In my college classes, we have been reading about many other conversions from a tract.
- Soon after the invention of the modern printing press in the 1450’s, religious literature flourished. This is especially true of the tracts used by Martin Luther and other reformers during the Protestant Reformation in the early-to-mid 1500’s. In 1557, a young French officer, wounded in the battle of Saint Quentin, lay weak in bed in an enemy fortress where he was imprisoned. His brother, a covert Huguenot, visited him bringing a few evangelical books and tracts. The wounded officer read one of the tracts and trusted Christ as his Savior. When he was released from prison months later, the officer, Gaspard de Coligny, joined the Protestant movement embodied in the Huguenots in France, and he became one of the great spiritual leaders in the history of that country.

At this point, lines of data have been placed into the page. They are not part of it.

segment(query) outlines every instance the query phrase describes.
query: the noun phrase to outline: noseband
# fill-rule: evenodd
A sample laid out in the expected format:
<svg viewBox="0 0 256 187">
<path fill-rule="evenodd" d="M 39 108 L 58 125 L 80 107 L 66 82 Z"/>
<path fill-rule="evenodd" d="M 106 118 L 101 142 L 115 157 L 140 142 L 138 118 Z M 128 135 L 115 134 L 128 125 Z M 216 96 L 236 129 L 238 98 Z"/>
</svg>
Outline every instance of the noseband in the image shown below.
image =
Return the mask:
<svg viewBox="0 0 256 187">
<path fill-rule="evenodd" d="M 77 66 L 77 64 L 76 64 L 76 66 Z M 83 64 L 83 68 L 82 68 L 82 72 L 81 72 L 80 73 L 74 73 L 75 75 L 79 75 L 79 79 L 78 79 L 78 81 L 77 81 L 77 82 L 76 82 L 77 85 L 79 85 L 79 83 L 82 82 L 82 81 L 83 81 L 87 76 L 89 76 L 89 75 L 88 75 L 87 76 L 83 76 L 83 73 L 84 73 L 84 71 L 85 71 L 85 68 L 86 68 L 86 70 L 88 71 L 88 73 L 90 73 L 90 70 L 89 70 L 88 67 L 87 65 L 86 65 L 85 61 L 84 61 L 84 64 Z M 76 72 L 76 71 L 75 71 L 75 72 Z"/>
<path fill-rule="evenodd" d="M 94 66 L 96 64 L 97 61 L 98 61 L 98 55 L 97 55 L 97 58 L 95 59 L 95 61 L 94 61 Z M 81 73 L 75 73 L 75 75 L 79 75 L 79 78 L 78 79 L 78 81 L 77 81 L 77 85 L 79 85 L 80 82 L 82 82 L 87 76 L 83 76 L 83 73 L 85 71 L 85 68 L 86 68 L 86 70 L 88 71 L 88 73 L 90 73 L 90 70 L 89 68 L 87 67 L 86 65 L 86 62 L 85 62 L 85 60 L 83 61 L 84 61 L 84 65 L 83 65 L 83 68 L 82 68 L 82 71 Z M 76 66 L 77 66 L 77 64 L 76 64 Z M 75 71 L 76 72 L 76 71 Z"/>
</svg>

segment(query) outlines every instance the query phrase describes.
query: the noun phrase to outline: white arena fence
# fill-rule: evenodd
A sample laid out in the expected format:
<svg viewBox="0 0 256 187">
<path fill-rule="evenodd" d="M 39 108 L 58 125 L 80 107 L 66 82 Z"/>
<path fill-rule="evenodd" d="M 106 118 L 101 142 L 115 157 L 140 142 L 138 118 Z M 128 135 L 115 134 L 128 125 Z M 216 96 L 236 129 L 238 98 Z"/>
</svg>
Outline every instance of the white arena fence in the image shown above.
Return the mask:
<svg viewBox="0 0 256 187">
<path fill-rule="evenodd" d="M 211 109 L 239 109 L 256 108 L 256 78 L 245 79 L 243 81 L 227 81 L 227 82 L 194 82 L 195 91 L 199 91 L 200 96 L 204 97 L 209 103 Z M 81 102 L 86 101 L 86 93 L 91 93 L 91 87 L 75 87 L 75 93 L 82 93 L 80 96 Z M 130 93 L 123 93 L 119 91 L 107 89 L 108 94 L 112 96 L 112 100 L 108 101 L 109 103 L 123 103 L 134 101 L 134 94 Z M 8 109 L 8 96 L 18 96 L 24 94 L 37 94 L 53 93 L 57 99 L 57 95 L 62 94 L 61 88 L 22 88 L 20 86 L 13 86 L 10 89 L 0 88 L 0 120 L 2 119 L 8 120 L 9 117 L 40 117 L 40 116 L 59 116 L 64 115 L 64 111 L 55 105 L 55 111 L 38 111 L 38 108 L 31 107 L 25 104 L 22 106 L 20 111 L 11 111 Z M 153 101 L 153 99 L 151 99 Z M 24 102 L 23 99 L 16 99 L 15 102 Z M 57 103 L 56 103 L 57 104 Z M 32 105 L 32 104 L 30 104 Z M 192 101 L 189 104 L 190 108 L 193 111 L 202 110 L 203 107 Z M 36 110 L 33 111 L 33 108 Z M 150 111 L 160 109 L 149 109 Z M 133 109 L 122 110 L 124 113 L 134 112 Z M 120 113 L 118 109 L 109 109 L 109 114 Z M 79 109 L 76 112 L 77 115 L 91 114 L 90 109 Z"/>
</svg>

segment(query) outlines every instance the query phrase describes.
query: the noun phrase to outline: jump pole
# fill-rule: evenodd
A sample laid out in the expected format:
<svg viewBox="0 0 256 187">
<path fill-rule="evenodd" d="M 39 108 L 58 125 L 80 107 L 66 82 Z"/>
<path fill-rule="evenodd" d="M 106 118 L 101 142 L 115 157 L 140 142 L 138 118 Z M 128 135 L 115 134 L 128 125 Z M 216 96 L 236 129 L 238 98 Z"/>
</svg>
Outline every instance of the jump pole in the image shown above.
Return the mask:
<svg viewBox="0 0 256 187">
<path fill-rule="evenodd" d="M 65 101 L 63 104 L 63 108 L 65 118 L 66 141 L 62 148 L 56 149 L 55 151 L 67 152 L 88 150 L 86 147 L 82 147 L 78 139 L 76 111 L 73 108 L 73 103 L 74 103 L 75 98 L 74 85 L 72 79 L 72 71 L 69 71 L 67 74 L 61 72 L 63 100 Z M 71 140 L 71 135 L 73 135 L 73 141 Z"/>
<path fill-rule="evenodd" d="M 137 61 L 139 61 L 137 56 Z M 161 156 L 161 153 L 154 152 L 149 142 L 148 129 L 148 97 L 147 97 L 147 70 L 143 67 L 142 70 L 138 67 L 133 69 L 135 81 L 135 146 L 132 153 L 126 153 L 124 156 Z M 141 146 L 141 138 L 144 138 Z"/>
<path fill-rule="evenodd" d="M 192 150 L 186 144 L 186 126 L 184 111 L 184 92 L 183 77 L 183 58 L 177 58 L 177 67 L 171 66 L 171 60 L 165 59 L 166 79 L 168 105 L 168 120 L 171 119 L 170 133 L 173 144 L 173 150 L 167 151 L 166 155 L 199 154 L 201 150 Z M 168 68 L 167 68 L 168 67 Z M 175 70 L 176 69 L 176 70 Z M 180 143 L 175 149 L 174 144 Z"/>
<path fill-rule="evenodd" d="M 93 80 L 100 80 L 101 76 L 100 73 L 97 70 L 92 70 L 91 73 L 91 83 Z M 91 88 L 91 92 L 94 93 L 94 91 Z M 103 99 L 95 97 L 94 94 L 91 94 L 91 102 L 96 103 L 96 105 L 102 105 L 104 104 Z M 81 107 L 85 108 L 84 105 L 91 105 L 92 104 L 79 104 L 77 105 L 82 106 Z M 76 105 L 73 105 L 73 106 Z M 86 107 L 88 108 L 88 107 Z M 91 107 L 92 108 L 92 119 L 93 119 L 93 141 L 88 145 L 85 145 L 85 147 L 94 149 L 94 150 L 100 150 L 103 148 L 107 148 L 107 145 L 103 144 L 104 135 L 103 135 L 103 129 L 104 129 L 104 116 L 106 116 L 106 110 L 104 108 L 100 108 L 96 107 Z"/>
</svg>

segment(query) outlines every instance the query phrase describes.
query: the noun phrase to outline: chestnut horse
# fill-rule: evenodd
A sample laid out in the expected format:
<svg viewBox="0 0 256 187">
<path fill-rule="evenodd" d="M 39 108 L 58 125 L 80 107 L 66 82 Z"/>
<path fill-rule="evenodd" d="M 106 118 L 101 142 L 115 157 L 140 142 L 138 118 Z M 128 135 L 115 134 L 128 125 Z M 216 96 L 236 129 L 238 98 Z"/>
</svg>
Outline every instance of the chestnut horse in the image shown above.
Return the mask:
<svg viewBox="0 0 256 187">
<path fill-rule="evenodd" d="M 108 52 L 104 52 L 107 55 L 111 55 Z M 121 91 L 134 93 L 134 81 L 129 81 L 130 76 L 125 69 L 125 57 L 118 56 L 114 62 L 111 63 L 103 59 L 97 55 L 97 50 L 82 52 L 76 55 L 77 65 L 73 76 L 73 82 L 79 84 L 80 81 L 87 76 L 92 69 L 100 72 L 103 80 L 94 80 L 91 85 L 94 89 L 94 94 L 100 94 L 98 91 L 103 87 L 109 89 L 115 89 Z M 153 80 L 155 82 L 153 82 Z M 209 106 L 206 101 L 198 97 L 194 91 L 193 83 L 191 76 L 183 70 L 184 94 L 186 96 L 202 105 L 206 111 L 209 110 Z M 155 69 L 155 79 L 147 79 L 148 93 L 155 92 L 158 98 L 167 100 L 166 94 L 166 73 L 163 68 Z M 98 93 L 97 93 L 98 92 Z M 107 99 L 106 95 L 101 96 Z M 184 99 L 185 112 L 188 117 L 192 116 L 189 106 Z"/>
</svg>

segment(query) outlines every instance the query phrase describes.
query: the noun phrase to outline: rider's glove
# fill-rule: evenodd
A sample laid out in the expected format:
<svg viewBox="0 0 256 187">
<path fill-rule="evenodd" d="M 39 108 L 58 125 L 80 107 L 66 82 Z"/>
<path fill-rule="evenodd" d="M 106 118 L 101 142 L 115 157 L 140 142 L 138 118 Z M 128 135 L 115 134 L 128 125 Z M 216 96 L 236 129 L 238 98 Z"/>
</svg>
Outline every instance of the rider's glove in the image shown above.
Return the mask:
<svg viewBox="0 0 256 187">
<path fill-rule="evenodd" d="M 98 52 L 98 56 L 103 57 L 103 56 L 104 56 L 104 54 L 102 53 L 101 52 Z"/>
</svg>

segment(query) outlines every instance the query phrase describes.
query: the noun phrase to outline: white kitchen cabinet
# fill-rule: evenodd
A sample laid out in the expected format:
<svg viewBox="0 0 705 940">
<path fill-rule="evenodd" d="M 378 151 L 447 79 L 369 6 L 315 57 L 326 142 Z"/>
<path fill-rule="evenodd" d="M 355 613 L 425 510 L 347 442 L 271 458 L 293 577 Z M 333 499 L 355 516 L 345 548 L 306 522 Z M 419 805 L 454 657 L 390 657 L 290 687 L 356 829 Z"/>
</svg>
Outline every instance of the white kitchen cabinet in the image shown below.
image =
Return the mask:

- But this same tract had still more work to do. Coligny’s nurse retrieved the tract from his sick bed and gave it to the Lady Abbess, the superior among the nuns at a local convent. The abbess, Charlotte of Bourbon, read the tract, and she too was converted. She later renounced her vows and fled to the Netherlands. There she met and married a young Hollander. She bore him six daughters, and she influenced him greatly for the cause of Christ across Europe. Her husband was William of Orange, who was to the Netherlands what George Washington was to the United States. William became a champion of liberty and of Christ in Europe, and he established the political foundations of that European country that still stand today.

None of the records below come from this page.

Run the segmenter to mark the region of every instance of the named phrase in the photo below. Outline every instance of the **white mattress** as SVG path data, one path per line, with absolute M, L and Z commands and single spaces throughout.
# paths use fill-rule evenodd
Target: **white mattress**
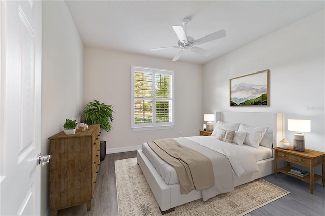
M 207 138 L 210 137 L 207 136 Z M 211 137 L 213 138 L 213 137 Z M 244 148 L 253 153 L 256 161 L 267 158 L 272 158 L 272 150 L 267 147 L 259 146 L 256 148 L 250 146 L 243 145 L 239 146 L 237 144 L 230 143 L 229 145 L 235 145 L 238 148 Z M 179 183 L 176 172 L 174 167 L 164 160 L 158 156 L 155 153 L 149 146 L 148 143 L 144 143 L 142 147 L 142 152 L 150 161 L 153 166 L 156 168 L 158 172 L 160 174 L 165 182 L 169 185 Z

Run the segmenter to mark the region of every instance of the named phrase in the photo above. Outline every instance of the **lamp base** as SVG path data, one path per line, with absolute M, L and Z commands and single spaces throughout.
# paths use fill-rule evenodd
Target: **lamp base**
M 294 150 L 305 151 L 305 135 L 301 134 L 294 135 Z
M 212 122 L 208 122 L 207 123 L 207 131 L 212 131 L 213 130 L 213 123 Z

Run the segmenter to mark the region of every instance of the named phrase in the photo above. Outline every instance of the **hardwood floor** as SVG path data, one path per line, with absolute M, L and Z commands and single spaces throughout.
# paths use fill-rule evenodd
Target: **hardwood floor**
M 136 151 L 106 155 L 101 162 L 98 184 L 91 203 L 87 211 L 85 204 L 59 210 L 59 216 L 118 215 L 114 161 L 136 157 Z M 325 188 L 315 184 L 314 194 L 310 194 L 307 183 L 284 175 L 273 174 L 263 178 L 291 193 L 247 214 L 247 215 L 325 215 Z

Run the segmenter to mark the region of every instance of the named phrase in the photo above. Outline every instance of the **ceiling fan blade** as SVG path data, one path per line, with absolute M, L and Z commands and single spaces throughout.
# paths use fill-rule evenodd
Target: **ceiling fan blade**
M 182 55 L 182 53 L 183 53 L 183 52 L 184 52 L 184 50 L 182 50 L 180 51 L 179 51 L 178 53 L 177 53 L 176 55 L 174 57 L 172 61 L 175 61 L 178 60 L 179 57 L 181 57 L 181 56 Z
M 184 28 L 183 28 L 182 26 L 175 25 L 175 26 L 173 26 L 173 29 L 180 41 L 182 42 L 184 41 L 187 42 L 187 38 L 185 33 L 185 31 L 184 31 Z
M 209 41 L 223 38 L 224 37 L 225 37 L 225 31 L 224 30 L 221 30 L 219 31 L 217 31 L 216 32 L 212 33 L 212 34 L 208 34 L 207 35 L 200 38 L 199 39 L 197 39 L 194 41 L 193 43 L 195 45 L 199 45 L 199 44 L 203 44 L 204 43 L 209 42 Z
M 150 50 L 165 50 L 165 49 L 178 48 L 178 47 L 176 46 L 174 46 L 173 47 L 159 47 L 158 48 L 152 48 L 152 49 L 150 49 Z
M 191 49 L 191 51 L 195 52 L 197 53 L 203 55 L 205 56 L 209 56 L 210 54 L 211 54 L 211 51 L 205 50 L 204 49 L 200 48 L 200 47 L 192 47 L 192 48 Z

- The best thing I can do is enjoy the pleasures of this world, for there’s no hope for me beyond the grave.” So thought 16-year-old James. Although he had been raised in a devout Methodist home, he was frustrated by his growing feelings of doubt about God. He had tried to make himself a Christian by doing the right things and associating with the right people—and he failed. “For some reason,” he concluded, “I cannot be saved.” One afternoon, James found a gospel tract on a bookshelf in his home. While reading through the tract he was struck by the phrase “the finished work of Christ.” “What does that mean?” he questioned. In a moment he remembered something from his religious training: “And He Himself is the propitiation for our sins, and not for ours only but also for the whole world” (1 John 2:2). Then he said, “If the whole work was finished and the whole debt paid, what is there left for me to do?” Years later James penned these words about that moment of truth: “With this [thought] dawned the joyful conviction. . .that there was nothing in the world to be done but [to]… accept this Savior and His salvation.” It was not long after this eternal decision that James—James Hudson Taylor—now heralded as one of the pioneer missionaries of the 19th century, received his call from God to take this same Gospel of grace to China.
- At the same time a guy named Hung Hsiu-chuan, the founder of the Taiping movement in China in the 1800’s, read a gospel tract and was converted. He wrote to an American missionary to send Christian teachers, to “make the Truth known”. Hudson Taylor was the missionary that was sent, and now there are millions of Christians all over China.
To God be the glory… now grab those tracts and GET OUT THERE!!!